I've not heard that. I'd expect 'em to be fine on Vista, XP

As for brands ... that tends to change from year to year. I
have two Maxtors I'm quite happy with, and two Western
Digitals. The WDs are the first time I've had one fail
within a short time, though. It was recoverable (using
SpinRite), and the drive is still in use and appears solid.


Version: GnuPG v1.4.7 (MingW32)


Drew Phillips
July 6, 2008 5:02 PM

Nice article Leo. I am wondering about the comment "when it gets too full". Well, how is this determined? Exactly what is too full? And how will one be notified of this status? About 8 years ago, back when recordable CD drives were still around $450 or so and media was expensive, I did not have the means to back up a secondary storage drive that I had filled to around 80% capacity. It started having problems reading data, and crashed with no recovery option, unless I wanted to spend $1500 (a lot of greenbacks in those days). As it is now, I keep my secondary disk(s) at around 50% storage capacity, but this is a layman's approach. I have not been able to find any info on external or secondary disk storage recommended limits, so I thought I'd ask you you know what they are or what the generally accepted limits are?

July 8, 2008 3:57 PM

Hash: SHA1

Unfortunately what "too full" means depends *entirely* on
how you use the drive - there's no single answer. Could be
OK to be at exactly 100% capacity, could be bad to have if
only 50% empty.

How will you know? Something that attempts to use the drive
will fail because there's not enough room to do whatever it
wants to do. Perhaps you can't backup. Perhaps you can't
save a file. Perhaps defrag doesn't complete like you want
it to. Perhaps many other things.

Sorry there's really no better answer or reecommendation.

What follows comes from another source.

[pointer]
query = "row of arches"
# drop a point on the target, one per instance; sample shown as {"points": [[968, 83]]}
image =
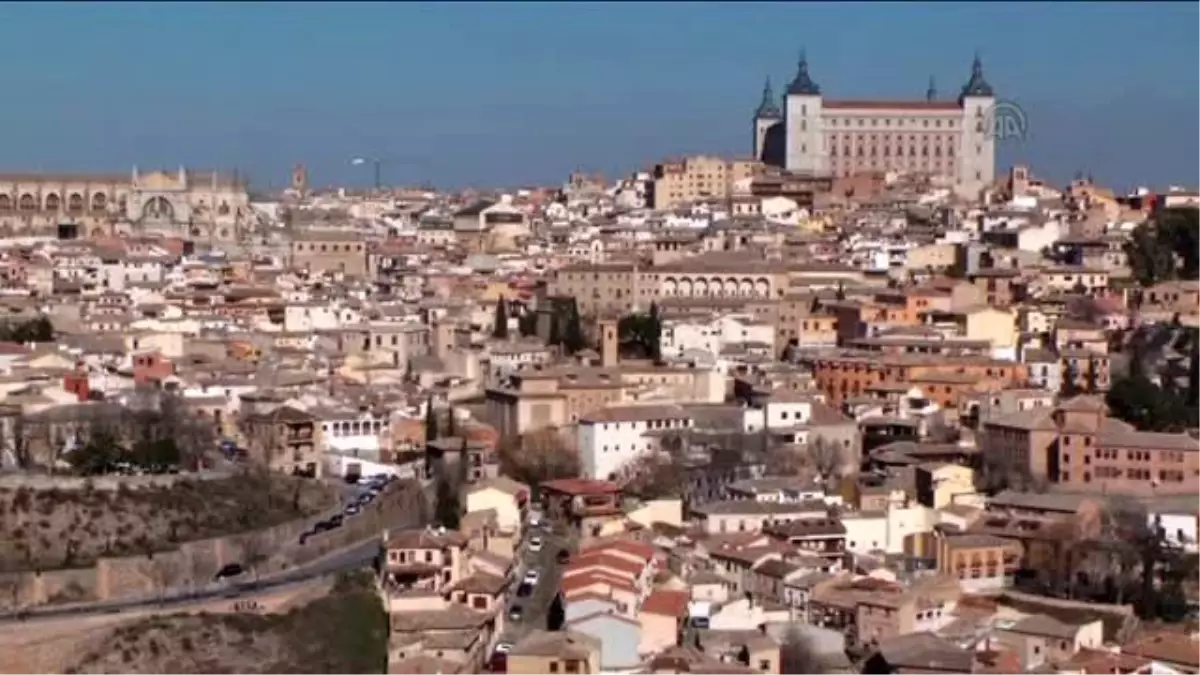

Version: GnuPG v1.4.7 (MingW32)


October 15, 2008 11:51 AM

I have a 500g Seagate. Last night i attempted to run a back up [i use Ghost] and it said my drive was full. So when i checked 'properties' indeed, it almost was. So i deleted A LOT of the older back-ups, ranging from 37-41gig each, and still, it said there wasn't enough room.

Again, i checked the properties, and the available volume had not changed. So, now i tried 'disk cleanup'. It emptied the recycle bin, i had no idea the ext. drive had one ... but now it's been working on deleting the 'compressed files' [again, i didnt know they were there] but it's been HOURS and not much change. [the progress bar on the clean up window is only at 1 bar after more than 3 hrs.]

Is this normal?

I've also attempted a 'defrag' but again, windows said there is not enough room to do so. [i'm running XP home]

It does seem some utilities do not work the same on an external drive.



December 13, 2009 7:17 PM

I regularly defragment my external Western Digital hard disk as I do daily synchronization and the files are constantly being moved and deleted as stated above from Leo.

I have a found a free open source application that defrags external hard disks with ease. Doing a defrag simultaneously as I am typing this actually.

Works fine in Windows XP and should work on anything, it's a very robust application.

Can download from over here:

Then click on

Just inzip and enjoy ;)

September 15, 2011 11:58 PM

You should never vacuum your PC unless you want to fry it.